I like many of the ideas I hear here. So I hope something fruitful, simple and powerful, that all plays along comes out of it in the end.

ysbaddaden commented 8 years ago

Running 1 event loop per thread would tie a routine to a thread, with no means to resume it on another thread if a routine starts being less IO bound and more CPU bound.

Take Bcrypt for instance. It's CPU bound and it will block the event loop when computing a digest (it should have a cost of 1s or more to be secure), thus blocking all routines on the same thread whenever someone wants to login on your webapp. With a multithreaded event loop, they would be resumed on another thread —as long as they don't get all filled up with people login, that is :-)

stakach commented 8 years ago

@ysbaddaden that is a good example of why I think a dedicated IO thread would make sense. Removes the possibility of inadvertently blocking.

I guess the other reason I see an advantage in callbacks is that they can be scheduled on another thread, whilst fibers are pegged to the thread they were created on.

I am excited to see how threads are implemented @waj and also interested to see what impact offloaded IO has in terms of context switch overheads.
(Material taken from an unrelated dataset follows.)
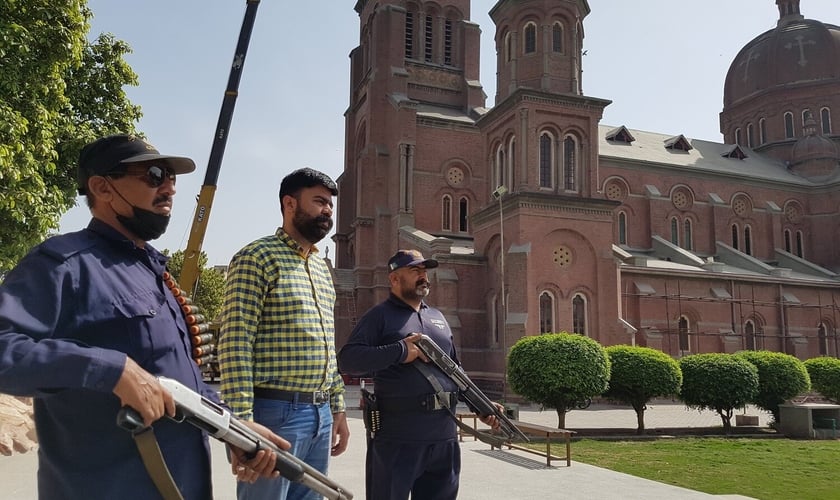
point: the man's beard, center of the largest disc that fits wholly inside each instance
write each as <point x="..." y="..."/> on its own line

I'll let you know once I have an example app

ozra commented 8 years ago

@ysbaddaden - thanks for clarifying! @stakach - looking forward to benches :-)

technorama commented 8 years ago

@ozra The first part of my proposal doesn't change the public API. Further phases add thread groups/pools and a simple API to create them or change the number of running threads (probably 3 new methods). I don't see any reason to turn the first few phases of the proposal down. It wouldn't harm future API changes as the API wouldn't change from it's current state.

ozra commented 8 years ago

@technorama - that is a good way forward in any event I'd think. The only costs are a few locks here and there I presume?

ozra commented 8 years ago

Just a question out of a short example, based on the simple example I mentioned: say I want to load 800 files (given here they will all fit in memory without problem), and giving the kernel and disk best opportunity to make that the fastest, I'd do something like this in node.js for simplicity (in LS - untested code):

fs = require "fs"
my-files = ["foo.file", "bar.file"] # 798 more ...
my-files-contents = new Array(800)
files-rr = Reaper()  # create a reaper instance 

for let f, i in my-files  # loop the files, make sure i is a "copy" for the lambda-closures
    fs.read-file f, files-rr.sow (err, content) ->  # wrap the callback in a cb from files reaper
        my-files-contents[i] = if err then null else content

<- files-rr.reap  # "all-files-done.then"
# Now work with the files contents as wanted synchronously from here
say "File #{files.0} contains:\n#{my-files-contents.0}"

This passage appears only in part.